The ‘kiss Cam’ Was A Big Screen Horror Show

16/02/17

Not just a harmless bit of fun, Andrew Lawn laments the big screen's hideous 'kiss cam' as half-time 'entertainment' and asks what message are we sending here?

In the middle of a thrilling game of football, Tuesday’s half-time ‘entertainment’, left me cold.

Taking the Valentines Day theme and running with it so far they were almost at Easter, the club instigated a US style “kiss cam” on the big screen, I assume with the well intentioned idea of spreading some romance.

This ‘kiss cam’ sought out male and female fans, who happened to be sitting next to each other at half-time of the football and broadcast their surprised faces on the big screen. Once displayed, the stadium announcer, used his microphone to implore the couple to kiss in front of 25,000 watching strangers.

When I first noticed what was going on, my first thought was; “I wonder how they found couples to volunteer for that before the game and then manage to pick them out of the crowd again at half-time?”

At that point the announcer bellowed into his microphone; “Come on kiss. We’ll leave the camera on you until you do. Come on…” and I realised these people hadn’t consented at all.

Instead, they were now being put in a position where a man with a microphone was demanding they kiss, something they were clearly uncomfortable doing in front of thousands, or else continue to have their discomfort broadcast.

I pointed out how inappropriate I thought that was to the people around me (and on Twitter). In response I received a few nods, a chuckle and the answer “it’s just a bit of fun”.

Then the teams re-emerged and I got sucked back into an excellent game of football, so it wasn’t until later that it really dawned on me just how awful the ‘kiss cam’ had been.

The first thing that stuck in my mind was the “bit of fun” remark. Is it really? Who’s having that fun? The uncomfortable couples clearly weren’t. The crowd then? Am I really to believe that football fans are the kind of people to enjoy people forced to kiss one another? Some do maybe, but not the majority.

Then there is the issue of consent. If your teenage son or daughter came home and said their partner was pressuring them to kiss when they weren’t ready, would you tell them “it’s just a bit of fun”?

The Crown Prosecution Service define consent as; “only if they agree by choice and they have the freedom and capacity to make that choice”. I’m not sure being told to kiss or have your uncomfortable face continue to be broadcast on a giant screen to 25,000 people counts as having the freedom and capacity to make a choice. What message does that then send to the crowd, particularly children? It’s ok to pressure people into doing stuff as long as everyone else is enjoying it or for the entertainment of others?

The randomness of selection raised further questions, for example how did the cameraman responsible for finding prospective couples know that they were couples? The club appeared to make the assumption that any male and female sitting next to each other was a couple, disregarding all same sex couples at a stroke. I spoke to Di Cunningham from Proud Canaries after the game and while she hadn’t been at the game to see it told me; “Proud Canaries is working with the club who have done much to correct the assumption that no one in the stadium is LGBT. Who is anyone to presume who is in a couple?”

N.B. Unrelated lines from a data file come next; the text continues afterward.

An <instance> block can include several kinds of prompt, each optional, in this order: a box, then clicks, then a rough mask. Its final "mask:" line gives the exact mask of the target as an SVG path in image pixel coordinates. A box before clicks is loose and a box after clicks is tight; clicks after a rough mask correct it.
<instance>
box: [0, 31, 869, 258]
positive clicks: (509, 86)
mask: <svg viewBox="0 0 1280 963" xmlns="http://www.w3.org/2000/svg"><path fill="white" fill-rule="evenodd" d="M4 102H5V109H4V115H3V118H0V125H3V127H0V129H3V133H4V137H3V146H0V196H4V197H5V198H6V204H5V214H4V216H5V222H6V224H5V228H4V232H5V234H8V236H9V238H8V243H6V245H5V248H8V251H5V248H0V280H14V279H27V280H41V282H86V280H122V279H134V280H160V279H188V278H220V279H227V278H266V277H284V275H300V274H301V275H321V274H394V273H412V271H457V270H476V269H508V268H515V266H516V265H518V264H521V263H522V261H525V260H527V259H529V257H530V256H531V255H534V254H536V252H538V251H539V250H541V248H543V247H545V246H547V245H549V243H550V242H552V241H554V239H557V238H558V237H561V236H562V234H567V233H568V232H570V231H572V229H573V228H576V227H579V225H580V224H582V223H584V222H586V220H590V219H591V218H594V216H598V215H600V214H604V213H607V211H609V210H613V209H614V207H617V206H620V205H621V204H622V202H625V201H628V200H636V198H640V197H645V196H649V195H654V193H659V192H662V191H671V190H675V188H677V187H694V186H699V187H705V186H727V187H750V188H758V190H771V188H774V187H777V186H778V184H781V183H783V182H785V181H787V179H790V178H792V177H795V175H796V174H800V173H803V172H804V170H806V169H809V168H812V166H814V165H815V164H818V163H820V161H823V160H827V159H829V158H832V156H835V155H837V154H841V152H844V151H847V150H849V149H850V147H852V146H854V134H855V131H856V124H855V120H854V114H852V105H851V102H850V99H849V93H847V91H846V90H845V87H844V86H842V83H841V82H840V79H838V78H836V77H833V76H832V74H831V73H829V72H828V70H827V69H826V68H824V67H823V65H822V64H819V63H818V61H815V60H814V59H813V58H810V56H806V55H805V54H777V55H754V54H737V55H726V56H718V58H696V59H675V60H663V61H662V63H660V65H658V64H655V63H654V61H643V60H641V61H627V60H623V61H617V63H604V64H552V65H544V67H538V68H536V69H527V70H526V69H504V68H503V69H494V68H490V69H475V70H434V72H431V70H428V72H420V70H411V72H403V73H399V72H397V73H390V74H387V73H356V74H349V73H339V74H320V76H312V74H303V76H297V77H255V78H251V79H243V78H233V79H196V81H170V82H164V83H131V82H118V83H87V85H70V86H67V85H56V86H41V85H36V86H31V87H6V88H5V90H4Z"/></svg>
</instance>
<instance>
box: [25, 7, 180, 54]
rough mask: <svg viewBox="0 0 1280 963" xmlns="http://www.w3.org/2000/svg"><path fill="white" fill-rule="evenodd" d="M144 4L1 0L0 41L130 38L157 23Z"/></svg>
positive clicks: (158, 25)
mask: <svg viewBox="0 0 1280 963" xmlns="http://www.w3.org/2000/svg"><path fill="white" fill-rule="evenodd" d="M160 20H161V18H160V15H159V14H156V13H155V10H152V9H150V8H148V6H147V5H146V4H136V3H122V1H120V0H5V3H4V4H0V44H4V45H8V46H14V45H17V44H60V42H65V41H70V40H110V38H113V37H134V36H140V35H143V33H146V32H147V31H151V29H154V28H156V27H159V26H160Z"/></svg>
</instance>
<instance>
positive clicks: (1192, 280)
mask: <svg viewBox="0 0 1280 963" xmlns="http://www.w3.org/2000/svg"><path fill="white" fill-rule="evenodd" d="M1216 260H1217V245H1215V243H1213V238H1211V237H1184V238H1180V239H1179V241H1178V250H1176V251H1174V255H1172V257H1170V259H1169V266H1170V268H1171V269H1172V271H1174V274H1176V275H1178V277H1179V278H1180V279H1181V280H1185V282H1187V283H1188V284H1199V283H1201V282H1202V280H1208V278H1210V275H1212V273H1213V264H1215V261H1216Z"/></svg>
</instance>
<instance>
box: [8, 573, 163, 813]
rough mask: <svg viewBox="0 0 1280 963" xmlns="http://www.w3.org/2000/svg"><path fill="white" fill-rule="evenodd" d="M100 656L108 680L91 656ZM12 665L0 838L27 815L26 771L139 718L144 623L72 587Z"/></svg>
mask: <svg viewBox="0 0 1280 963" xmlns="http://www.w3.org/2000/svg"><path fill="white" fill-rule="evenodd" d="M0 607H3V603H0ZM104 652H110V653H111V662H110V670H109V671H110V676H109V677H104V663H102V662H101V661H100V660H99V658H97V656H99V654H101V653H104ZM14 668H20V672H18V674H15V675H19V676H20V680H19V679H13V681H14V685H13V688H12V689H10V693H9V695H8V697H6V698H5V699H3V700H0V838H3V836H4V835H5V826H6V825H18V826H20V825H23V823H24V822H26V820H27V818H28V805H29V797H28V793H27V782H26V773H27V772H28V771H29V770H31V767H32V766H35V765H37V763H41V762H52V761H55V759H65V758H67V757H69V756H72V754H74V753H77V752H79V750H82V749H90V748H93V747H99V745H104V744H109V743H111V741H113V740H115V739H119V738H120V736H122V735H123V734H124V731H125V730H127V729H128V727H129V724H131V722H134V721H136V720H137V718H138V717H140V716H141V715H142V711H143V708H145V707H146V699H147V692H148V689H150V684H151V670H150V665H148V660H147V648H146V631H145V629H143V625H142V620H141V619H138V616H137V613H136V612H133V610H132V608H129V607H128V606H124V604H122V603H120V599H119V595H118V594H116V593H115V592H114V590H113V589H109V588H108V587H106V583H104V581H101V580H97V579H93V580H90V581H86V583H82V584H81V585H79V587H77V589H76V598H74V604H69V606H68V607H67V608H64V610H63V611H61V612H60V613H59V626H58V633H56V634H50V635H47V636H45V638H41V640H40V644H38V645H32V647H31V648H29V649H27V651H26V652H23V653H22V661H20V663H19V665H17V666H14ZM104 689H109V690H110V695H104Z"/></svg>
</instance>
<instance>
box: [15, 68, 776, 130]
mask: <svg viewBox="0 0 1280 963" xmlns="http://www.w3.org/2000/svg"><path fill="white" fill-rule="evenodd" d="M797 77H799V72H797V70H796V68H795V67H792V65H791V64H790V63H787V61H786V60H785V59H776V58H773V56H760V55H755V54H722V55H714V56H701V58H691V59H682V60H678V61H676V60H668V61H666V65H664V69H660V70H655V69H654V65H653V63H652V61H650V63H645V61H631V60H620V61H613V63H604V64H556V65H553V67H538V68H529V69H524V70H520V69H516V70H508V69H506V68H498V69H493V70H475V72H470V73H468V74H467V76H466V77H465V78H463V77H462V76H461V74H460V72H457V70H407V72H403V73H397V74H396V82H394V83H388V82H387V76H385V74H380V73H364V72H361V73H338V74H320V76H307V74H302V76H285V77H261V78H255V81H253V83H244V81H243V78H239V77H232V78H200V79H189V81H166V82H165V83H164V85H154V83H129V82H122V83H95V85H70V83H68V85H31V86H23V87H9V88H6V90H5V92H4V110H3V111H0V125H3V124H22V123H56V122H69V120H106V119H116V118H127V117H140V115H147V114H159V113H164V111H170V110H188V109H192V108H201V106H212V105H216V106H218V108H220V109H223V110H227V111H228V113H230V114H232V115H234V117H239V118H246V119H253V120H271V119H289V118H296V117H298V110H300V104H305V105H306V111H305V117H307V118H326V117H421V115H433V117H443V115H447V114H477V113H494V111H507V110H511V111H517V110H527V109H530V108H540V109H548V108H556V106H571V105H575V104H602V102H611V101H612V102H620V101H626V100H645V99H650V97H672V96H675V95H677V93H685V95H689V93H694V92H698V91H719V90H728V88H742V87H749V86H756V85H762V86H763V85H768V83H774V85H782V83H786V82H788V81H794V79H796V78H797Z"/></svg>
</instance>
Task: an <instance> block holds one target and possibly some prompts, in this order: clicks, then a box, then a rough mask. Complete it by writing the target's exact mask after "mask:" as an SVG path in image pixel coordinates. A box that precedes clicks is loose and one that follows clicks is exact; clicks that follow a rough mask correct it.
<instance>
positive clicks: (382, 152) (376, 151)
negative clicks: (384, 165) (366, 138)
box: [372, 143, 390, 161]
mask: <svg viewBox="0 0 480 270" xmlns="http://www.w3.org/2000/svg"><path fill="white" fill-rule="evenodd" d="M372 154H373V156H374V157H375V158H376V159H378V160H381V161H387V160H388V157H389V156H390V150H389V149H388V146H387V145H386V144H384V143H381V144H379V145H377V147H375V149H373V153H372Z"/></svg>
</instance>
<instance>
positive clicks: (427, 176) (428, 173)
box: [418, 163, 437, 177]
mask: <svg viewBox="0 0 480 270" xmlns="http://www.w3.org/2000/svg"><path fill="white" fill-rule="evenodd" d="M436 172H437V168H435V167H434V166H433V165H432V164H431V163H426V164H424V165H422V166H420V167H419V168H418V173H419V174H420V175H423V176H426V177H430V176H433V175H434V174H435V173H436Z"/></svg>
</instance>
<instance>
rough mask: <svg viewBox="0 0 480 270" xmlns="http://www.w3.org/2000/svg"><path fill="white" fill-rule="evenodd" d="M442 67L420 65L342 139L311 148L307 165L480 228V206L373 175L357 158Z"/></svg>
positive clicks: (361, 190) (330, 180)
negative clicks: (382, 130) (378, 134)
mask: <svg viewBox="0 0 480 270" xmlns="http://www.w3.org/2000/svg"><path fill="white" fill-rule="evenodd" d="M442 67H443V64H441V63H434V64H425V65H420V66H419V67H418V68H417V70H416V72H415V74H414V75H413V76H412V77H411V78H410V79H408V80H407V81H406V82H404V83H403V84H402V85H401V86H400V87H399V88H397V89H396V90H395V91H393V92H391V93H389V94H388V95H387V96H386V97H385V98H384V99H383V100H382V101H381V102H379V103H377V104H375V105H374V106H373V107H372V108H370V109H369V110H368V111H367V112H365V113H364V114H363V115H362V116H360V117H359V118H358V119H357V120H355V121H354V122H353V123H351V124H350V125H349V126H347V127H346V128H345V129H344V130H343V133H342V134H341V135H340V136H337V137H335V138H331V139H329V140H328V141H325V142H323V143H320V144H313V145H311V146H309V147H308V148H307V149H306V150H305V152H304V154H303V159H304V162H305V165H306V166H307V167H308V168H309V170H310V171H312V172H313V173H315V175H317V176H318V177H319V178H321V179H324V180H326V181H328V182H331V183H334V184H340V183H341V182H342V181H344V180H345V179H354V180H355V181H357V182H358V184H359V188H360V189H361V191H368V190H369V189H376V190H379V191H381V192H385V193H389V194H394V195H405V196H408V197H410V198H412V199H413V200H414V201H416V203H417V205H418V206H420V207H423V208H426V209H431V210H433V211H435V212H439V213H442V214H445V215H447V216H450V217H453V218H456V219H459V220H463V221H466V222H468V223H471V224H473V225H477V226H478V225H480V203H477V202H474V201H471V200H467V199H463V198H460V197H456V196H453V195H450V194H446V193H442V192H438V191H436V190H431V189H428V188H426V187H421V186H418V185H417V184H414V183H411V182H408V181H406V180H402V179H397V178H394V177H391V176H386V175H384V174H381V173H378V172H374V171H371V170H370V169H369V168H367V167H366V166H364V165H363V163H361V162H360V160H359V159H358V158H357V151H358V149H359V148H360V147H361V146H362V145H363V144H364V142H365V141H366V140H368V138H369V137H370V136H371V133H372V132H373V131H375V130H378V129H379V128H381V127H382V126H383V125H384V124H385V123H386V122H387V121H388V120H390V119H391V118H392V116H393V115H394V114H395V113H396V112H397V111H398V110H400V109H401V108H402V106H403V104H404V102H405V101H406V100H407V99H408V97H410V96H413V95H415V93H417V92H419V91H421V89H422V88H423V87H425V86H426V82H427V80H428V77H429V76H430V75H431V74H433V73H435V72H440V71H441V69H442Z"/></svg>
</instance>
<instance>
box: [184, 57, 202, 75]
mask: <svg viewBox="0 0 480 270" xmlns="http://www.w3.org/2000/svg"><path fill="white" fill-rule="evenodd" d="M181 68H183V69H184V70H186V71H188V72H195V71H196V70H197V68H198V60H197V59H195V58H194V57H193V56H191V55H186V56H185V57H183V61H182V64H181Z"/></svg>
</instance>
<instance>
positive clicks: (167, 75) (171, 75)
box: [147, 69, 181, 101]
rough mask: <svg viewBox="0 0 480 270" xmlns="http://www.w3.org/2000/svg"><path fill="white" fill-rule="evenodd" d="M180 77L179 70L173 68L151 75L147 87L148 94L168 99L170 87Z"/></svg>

Furthermore, around my seat at the back of Block D of the Barclay Lower there are at least one brother and sister, plus at least a couple of women who attend the game with male friends. What would they have done had they found themselves on camera, being urged to kiss for the masses? Again I go back to Di, who is anyone to presume who is and who isn’t a couple?

In the States, they are beginning to move away from the ‘traditional’ kiss cam, with a new NFL initiative called ‘Love has no labels’, which a twist on the traditional kiss cam by replacing it with an unbiased camera that features all forms of love, including; friendships, families and romantic relationships across race, religion, gender, sexuality, ability and age. The same would have been good here.

Not turning and showing the Barclay Jonny Howson’s thunderbastard volley was a low point for the big screen, but on Tuesday it sank to new depths.